In my previous article I discussed the technique of mericloning. This article deals with some of the results achieved when the technique is applied to cymbidiums. When Morel accidentally discovered the feasibility of multiple proliferation of cymbidium tissue, he could not initially have foreseen the enormous impact that this technique would have on the genus. Although Paphiopedilum, Masdevallia, many Australian native orchids and other orchid genera cannot currently be reproduced by mericloning, Cymbidium can be multiplied with great ease and with wide-reaching consequences. The first is availability and price. Prior to mericloning, multiplication of a clone could be achieved only by division and plants of a choice clones were consequently both limited and expensive. There are many stories of considerable sums of money being paid for divisions and back-bulbs of clones such as Cymbidium Girhaween ‘Enid’, Cym. Rosanna ‘Pinkie’ and Cym. Balkis ‘Luath’. All this changed with the advent of mericloning. Suddenly a single lead from one of these plants could give rise to hundreds, even thousands, of exact replicas, leading to much faster distribution and lower prices. Cheap cymbidiums for mass distribution – too good to be true!

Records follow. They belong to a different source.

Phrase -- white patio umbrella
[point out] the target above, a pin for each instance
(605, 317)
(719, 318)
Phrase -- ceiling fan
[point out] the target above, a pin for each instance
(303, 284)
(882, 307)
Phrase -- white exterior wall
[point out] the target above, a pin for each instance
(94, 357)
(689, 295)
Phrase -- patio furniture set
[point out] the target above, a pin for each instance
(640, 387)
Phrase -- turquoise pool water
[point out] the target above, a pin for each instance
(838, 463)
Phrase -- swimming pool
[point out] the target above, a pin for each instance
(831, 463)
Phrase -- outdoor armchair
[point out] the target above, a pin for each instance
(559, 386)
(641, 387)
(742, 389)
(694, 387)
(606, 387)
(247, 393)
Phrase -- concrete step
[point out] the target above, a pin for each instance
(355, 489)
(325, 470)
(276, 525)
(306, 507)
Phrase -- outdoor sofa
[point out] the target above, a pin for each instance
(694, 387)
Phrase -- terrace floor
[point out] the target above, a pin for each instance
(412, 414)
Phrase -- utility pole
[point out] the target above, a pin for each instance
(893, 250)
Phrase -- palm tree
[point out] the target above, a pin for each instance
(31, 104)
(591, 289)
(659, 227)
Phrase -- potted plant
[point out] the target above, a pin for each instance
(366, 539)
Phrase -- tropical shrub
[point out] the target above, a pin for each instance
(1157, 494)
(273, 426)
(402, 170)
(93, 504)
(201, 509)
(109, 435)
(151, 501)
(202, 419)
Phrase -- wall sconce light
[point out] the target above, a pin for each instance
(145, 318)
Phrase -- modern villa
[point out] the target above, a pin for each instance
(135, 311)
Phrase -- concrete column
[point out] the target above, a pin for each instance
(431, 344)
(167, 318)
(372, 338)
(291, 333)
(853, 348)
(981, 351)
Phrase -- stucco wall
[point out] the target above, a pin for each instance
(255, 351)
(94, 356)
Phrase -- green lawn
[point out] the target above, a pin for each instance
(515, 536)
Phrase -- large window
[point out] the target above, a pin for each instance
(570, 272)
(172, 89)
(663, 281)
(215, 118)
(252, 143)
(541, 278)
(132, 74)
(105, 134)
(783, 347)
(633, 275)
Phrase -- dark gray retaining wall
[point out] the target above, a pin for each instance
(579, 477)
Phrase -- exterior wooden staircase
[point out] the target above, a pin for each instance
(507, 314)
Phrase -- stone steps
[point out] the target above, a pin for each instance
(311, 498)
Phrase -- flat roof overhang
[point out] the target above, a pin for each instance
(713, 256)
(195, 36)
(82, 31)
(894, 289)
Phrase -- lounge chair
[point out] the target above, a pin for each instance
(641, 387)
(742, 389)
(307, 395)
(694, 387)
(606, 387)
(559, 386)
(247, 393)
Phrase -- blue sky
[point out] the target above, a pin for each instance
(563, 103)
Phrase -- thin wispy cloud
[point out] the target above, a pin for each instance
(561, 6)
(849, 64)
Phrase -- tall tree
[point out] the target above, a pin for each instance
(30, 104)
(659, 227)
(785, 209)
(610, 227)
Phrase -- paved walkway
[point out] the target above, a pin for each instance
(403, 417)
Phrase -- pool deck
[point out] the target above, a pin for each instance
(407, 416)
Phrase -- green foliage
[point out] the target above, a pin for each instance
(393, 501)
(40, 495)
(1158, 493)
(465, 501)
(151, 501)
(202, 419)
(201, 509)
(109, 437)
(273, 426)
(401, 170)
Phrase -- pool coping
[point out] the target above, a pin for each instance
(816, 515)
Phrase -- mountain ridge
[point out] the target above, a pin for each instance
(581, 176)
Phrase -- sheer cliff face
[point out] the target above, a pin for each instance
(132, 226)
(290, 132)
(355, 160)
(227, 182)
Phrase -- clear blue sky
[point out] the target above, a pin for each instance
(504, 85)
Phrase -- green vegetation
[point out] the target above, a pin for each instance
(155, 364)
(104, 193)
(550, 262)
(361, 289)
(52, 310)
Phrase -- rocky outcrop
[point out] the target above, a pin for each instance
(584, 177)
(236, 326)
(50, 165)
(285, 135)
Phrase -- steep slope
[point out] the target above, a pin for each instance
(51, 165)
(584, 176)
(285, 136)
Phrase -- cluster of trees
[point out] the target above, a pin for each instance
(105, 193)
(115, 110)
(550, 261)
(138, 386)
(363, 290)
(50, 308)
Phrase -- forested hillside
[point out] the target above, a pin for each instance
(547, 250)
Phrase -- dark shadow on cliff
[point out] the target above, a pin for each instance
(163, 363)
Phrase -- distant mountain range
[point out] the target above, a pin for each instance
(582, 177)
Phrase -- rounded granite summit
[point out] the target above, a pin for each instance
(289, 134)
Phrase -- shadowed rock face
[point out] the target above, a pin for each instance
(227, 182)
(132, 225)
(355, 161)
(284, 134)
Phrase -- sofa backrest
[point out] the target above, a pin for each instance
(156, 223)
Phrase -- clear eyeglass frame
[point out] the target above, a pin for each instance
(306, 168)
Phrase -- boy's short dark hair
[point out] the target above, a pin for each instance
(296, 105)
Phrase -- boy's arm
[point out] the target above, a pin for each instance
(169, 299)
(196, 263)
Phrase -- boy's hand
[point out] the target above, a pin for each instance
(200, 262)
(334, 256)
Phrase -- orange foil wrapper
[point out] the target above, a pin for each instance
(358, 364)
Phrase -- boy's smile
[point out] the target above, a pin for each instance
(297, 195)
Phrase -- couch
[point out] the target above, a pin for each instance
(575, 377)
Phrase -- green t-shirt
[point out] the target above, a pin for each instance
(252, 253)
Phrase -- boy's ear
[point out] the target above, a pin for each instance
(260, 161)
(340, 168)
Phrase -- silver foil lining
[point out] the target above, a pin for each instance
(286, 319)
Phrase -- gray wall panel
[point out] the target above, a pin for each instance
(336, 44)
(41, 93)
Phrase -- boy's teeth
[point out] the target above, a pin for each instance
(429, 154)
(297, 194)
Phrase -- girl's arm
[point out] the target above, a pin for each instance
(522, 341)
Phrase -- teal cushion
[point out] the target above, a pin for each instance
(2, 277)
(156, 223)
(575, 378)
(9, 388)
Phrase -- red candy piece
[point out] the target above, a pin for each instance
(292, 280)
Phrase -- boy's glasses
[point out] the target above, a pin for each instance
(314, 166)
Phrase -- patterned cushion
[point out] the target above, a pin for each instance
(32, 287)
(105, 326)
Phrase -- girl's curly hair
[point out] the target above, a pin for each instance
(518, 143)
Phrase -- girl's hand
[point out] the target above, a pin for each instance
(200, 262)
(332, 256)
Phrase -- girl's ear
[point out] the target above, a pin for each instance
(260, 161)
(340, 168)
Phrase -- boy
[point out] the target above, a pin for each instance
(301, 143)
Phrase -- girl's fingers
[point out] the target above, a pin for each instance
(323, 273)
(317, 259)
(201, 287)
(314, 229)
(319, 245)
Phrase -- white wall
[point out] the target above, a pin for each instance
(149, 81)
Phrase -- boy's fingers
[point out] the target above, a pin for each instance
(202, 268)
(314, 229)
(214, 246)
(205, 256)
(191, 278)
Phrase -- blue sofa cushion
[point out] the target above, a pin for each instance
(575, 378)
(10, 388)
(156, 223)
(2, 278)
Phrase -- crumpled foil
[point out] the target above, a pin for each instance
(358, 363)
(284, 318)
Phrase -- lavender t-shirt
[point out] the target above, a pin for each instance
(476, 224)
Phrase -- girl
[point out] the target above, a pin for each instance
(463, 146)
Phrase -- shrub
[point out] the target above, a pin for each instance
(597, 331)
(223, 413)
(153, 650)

Theoretically, mericloning should produce exact replicas that are identical in all aspects with their parent. Commonly this is the case but variations do occur, especially where large numbers of mericlones are produced from the initial tissue, or where inferior techniques in the tissue culture process are practiced. Major variations are generally referred to as mutations and whilst occasionally a superior clone appears, these mutations are generally retrogressive. They commonly take the form of inferior shape, lower flower count and poor growth, yielding plants that are disappointing to all concerned. Where small numbers of mericlones (200 to 500) are produced from the original tissue, mutation should be rare or absent. However, where excessive numbers of mericlones are produced from the original source, or where protocorms are extracted from a flask and regenerated, or where mericlones are used as source material instead of the original plant, mutation can be quite a problem.

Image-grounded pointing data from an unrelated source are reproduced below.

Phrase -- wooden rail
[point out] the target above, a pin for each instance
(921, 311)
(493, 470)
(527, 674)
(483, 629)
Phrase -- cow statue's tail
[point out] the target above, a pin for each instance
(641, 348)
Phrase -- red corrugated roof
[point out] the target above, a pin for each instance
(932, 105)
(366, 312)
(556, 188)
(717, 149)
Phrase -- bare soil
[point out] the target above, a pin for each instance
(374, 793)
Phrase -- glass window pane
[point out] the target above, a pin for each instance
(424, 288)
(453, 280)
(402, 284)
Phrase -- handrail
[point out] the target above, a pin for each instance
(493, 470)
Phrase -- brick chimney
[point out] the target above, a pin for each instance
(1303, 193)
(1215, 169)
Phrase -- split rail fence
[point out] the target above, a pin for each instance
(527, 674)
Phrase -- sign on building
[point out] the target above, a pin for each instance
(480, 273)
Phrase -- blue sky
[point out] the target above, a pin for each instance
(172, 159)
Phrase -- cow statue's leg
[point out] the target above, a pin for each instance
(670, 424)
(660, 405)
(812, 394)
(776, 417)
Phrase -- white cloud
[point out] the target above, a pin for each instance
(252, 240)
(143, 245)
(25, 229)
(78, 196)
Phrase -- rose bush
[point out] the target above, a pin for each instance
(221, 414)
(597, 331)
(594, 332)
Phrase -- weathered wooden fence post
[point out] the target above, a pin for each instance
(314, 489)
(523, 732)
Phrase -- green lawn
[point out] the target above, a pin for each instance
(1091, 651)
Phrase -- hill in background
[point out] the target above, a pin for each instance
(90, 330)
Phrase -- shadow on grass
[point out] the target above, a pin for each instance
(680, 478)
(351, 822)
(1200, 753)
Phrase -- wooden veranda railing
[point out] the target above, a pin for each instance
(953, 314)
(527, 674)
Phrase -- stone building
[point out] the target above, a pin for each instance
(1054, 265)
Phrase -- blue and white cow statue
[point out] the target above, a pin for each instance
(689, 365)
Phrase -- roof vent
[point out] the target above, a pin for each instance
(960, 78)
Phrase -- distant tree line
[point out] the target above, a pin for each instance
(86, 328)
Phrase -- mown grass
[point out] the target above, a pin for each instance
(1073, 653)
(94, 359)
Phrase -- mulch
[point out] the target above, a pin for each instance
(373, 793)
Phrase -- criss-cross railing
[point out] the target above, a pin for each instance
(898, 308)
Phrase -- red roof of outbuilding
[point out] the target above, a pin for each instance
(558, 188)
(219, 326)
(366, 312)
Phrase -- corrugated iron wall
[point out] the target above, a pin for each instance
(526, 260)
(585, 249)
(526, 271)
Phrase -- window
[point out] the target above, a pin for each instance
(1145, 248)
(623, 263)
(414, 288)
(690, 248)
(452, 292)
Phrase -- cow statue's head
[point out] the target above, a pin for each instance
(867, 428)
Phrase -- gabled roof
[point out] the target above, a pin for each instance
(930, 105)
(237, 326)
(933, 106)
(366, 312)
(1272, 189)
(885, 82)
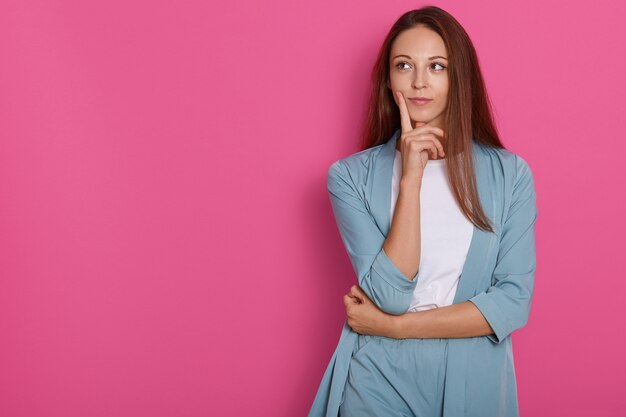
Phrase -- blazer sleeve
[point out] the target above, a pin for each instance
(377, 275)
(506, 304)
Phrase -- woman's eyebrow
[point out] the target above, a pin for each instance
(430, 59)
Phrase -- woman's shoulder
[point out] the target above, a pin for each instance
(511, 163)
(356, 165)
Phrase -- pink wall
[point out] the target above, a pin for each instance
(167, 247)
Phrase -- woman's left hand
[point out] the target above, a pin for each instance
(364, 317)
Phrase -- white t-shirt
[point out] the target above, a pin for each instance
(445, 236)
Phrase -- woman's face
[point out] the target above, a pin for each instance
(418, 68)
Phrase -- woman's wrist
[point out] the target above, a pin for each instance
(393, 327)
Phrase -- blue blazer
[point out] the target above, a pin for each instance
(498, 274)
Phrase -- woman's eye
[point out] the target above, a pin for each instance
(437, 66)
(400, 64)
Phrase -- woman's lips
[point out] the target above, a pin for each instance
(420, 101)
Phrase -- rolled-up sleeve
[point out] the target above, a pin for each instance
(377, 275)
(506, 304)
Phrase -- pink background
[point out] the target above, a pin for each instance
(167, 246)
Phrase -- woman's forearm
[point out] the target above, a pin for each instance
(453, 321)
(402, 245)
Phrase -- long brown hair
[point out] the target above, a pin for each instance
(468, 113)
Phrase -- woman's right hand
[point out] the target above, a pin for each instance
(416, 143)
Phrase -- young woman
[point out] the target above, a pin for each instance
(438, 219)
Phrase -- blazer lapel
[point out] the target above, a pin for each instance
(481, 242)
(382, 172)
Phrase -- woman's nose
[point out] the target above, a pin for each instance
(419, 80)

Sometimes it has been found that mericlones produce a lesser number of flowers than the parent. Here it is appropriate to check the source of the mericlone to determine whether it is an original mericlone, or a mericlone of a mericlone, especially one that has not yet flowered. We have had first-hand experience with our awarded Cym. Second Renaissance ‘Jenny Wren’. Our mericlones, taken from the parent plant, grow well and have two to three stems per mature bulb with 17 to 20 flowers per stem. Yet we have heard on several occasions that other clones, not derived from the original plant, have only 8 to 10 flowers per stem. We once grew a thousand plants of Cym. Arcadian Sunrise ‘Golden Fleece’, which Alvin Bryant had mericloned from his parent plant. There was a little variation in the clones, although two exhibited superior form and more pronounced lip markings than the original. Of equal interest was the nature of the lip markings when the plants flowered at different times during the year. We have flowered different plants of this clone over every month of the year and it appears that the most prominent lip markings appear in early winter, becoming less prominent as the year proceeds. We observed the same behaviour with Cym. Mallana ‘Caroline Hargraves’ and attribute it to environmental factors, rather than mutation.
Mericlones are with us forever and if they are produced properly, that is, in limited numbers from the parent tissue, then clones should be reliable replicas of the original. If you choose to purchase copies, then let the buyer beware! The original is best but if this is not available, obtain your mericlones from the grower who first flowered the orchid or from the person he chose to market it. Do not support the production of proliferations!